Chovia e chovia sobre a casa de De Kooning, célebre pelas suas aparições. Ali, o filho mais novo de De Kooning, levantou-se nervoso da cama, vestiu um roupão e foi para o quarto do seu pai para lhe dizer que era Leopoldo María Panero. Enquanto se demorava a enfatizar o seu desgosto pelo filme Chávarri El Desencanto, não teve outra alternativa senão chamar um psiquiatra. Já no manicómio, persistiu no seu delírio, imaginava cenas de infância, ruas de Astorga, sinos, a pancada do meu pai. Depois de um rápido electrochoque, passou a acreditar ser Eduardo Haro, uma pequena variante da primeira figura. De imediato começou a coxear e a tossir e então afirmou ser Vicente Aleixandre. Enquanto isso, na casa do De Kooning, por entre o ruído de correntes, continuam a multiplicar-se as aparições.

III. O HOMEM QUE MATOU LEOPOLDO MARÍA PANERO (THE MAN WHO SHOT LEOPOLDO MARÍA PANERO)
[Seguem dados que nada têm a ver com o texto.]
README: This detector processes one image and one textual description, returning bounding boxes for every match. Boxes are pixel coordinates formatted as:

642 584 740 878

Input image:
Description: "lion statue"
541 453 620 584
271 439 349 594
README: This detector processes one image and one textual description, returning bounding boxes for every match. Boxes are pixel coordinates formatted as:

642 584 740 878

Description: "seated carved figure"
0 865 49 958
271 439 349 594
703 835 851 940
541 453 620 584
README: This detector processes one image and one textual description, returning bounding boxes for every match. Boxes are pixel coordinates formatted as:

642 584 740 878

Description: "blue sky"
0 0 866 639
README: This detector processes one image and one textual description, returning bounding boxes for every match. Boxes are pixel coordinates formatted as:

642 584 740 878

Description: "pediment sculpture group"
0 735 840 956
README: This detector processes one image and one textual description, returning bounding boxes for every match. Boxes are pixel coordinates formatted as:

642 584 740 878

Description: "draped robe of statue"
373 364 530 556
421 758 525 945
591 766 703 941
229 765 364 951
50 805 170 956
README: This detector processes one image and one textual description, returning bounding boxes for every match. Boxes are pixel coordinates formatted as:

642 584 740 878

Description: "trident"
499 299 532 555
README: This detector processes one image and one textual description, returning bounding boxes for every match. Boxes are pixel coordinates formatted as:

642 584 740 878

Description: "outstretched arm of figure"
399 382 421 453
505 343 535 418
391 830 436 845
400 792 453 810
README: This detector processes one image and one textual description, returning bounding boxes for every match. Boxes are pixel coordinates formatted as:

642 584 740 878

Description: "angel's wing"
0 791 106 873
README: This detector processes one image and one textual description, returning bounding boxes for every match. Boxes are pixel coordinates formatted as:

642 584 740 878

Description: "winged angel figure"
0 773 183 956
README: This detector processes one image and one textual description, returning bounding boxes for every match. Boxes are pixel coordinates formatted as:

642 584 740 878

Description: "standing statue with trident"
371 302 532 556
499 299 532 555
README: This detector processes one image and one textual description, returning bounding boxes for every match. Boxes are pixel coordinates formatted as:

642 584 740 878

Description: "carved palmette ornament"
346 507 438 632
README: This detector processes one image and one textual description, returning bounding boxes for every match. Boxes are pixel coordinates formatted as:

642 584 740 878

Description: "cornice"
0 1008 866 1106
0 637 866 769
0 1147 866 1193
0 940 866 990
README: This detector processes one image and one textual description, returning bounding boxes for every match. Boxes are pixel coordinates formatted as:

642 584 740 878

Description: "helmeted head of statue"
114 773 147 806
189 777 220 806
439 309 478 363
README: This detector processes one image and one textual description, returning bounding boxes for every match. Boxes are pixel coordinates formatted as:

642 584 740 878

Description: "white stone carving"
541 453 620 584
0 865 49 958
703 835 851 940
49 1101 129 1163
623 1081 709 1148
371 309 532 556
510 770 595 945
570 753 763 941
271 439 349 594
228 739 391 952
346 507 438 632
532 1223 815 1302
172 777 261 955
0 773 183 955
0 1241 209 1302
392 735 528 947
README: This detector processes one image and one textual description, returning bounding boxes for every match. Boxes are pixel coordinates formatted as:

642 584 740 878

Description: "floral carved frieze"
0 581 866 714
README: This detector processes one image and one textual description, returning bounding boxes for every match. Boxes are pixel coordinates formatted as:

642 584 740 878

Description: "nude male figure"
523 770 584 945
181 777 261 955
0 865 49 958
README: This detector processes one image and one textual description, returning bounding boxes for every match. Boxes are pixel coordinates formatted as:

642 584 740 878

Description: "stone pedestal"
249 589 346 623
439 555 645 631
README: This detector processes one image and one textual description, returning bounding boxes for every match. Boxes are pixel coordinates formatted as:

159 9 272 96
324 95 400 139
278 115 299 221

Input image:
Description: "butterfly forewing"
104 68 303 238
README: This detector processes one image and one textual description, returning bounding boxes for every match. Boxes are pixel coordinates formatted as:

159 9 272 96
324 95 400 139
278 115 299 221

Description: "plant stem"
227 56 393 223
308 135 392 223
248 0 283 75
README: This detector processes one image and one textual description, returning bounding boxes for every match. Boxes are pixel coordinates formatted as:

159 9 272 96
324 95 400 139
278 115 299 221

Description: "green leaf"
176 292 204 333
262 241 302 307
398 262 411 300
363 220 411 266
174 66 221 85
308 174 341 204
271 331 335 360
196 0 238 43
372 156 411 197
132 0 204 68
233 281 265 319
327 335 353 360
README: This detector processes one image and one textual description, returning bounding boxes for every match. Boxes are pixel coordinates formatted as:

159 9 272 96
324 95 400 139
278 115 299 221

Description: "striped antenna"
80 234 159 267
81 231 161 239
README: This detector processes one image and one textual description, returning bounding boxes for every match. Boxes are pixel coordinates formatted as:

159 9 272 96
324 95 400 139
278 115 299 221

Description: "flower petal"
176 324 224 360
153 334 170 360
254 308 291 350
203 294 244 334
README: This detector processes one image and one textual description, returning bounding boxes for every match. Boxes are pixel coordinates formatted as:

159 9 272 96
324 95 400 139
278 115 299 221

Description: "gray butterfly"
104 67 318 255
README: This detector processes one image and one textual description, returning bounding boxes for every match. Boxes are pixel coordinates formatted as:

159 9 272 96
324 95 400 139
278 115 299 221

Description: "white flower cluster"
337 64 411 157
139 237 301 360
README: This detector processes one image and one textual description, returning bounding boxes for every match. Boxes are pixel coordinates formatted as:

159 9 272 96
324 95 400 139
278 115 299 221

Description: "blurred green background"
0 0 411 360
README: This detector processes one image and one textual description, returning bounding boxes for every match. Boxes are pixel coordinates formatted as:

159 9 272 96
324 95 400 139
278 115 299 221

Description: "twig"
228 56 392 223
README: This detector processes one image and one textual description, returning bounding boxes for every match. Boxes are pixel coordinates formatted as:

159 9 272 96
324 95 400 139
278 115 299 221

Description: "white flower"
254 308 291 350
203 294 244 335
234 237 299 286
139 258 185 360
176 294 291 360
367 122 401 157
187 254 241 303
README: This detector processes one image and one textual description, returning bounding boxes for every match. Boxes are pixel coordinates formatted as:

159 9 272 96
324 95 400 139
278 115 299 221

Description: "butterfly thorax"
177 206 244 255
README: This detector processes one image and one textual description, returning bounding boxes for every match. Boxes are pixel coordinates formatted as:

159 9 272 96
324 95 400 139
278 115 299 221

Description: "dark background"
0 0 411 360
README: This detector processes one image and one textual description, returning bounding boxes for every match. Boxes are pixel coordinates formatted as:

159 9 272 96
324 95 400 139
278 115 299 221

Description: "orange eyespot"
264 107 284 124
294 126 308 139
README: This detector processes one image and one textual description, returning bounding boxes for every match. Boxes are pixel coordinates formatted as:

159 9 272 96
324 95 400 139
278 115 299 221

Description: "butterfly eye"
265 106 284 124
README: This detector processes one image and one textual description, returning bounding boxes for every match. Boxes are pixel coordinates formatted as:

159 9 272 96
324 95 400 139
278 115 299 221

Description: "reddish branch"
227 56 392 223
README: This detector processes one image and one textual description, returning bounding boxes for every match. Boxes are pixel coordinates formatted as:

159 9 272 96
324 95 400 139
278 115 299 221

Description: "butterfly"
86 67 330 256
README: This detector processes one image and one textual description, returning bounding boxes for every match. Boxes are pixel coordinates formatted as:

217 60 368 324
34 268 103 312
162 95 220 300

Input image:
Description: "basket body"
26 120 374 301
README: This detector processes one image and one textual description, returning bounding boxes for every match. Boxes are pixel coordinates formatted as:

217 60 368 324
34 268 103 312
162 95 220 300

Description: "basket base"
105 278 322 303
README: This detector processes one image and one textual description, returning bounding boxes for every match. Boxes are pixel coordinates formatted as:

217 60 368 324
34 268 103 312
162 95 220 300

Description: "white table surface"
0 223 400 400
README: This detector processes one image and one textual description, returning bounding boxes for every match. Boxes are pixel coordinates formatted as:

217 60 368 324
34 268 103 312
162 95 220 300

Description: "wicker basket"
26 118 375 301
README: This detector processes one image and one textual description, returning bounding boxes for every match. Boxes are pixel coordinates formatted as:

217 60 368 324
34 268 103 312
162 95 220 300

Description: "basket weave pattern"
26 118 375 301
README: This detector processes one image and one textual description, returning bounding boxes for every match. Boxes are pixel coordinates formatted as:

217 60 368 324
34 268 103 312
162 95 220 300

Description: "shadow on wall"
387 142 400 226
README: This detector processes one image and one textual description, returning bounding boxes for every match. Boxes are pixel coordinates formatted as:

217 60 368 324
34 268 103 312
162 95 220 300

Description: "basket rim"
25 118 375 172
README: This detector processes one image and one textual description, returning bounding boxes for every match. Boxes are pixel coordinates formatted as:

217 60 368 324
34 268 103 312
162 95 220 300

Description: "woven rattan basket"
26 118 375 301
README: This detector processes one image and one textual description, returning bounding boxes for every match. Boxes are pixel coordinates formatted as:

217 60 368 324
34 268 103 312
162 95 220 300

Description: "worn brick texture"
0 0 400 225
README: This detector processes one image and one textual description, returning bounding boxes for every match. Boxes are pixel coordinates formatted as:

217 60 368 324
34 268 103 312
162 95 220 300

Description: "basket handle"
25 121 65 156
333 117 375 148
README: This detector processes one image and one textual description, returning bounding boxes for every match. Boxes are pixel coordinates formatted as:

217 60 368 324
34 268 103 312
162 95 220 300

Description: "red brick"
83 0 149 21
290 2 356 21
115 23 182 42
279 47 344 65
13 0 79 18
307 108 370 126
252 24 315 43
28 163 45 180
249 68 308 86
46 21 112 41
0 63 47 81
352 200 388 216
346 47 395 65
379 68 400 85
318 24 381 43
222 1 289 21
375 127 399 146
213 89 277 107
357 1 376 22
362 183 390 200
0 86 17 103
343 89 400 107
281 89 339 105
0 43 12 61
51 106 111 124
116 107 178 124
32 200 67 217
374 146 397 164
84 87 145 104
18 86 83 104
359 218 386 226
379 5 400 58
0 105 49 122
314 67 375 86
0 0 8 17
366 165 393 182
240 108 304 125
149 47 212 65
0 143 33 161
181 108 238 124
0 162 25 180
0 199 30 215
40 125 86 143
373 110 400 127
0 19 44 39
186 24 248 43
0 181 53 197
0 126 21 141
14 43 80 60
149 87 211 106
O meu querido amigo Javier Barquín sempre irá acreditar que foi ele quem matou Leopoldo María Panero. Mas isso não é verdade. Ninguém nesse tempo tinha coragem para o fazer. O sujeito tinha aterrorizado a cidade inteira. Tinha raptado várias mulheres e ameaçara torturá-las. Por isso nessa tarde tomei a decisão, fui à espingardaria do Jim e comprei um revólver calibre 45. No momento em que Leopoldo María Panero tentava mais uma vez extorquir Javier Barquín, disparei de longe. Como Javier também tinha sacado de uma pequena pistola, supôs ter sido ele a fazer justiça. Toda a sua vida irá acreditar que foi ele que matou Leopoldo María Panero. Mas não foi assim. Eu sou o homem que matou Leopoldo María Panero.


(tradução minha – original in Estaciones, 2 otoño-invierno, 1980-81 / reproduzido in Poesia Completa 1970-2000, edic. de Túa Blesa, Visor Libros, 2004)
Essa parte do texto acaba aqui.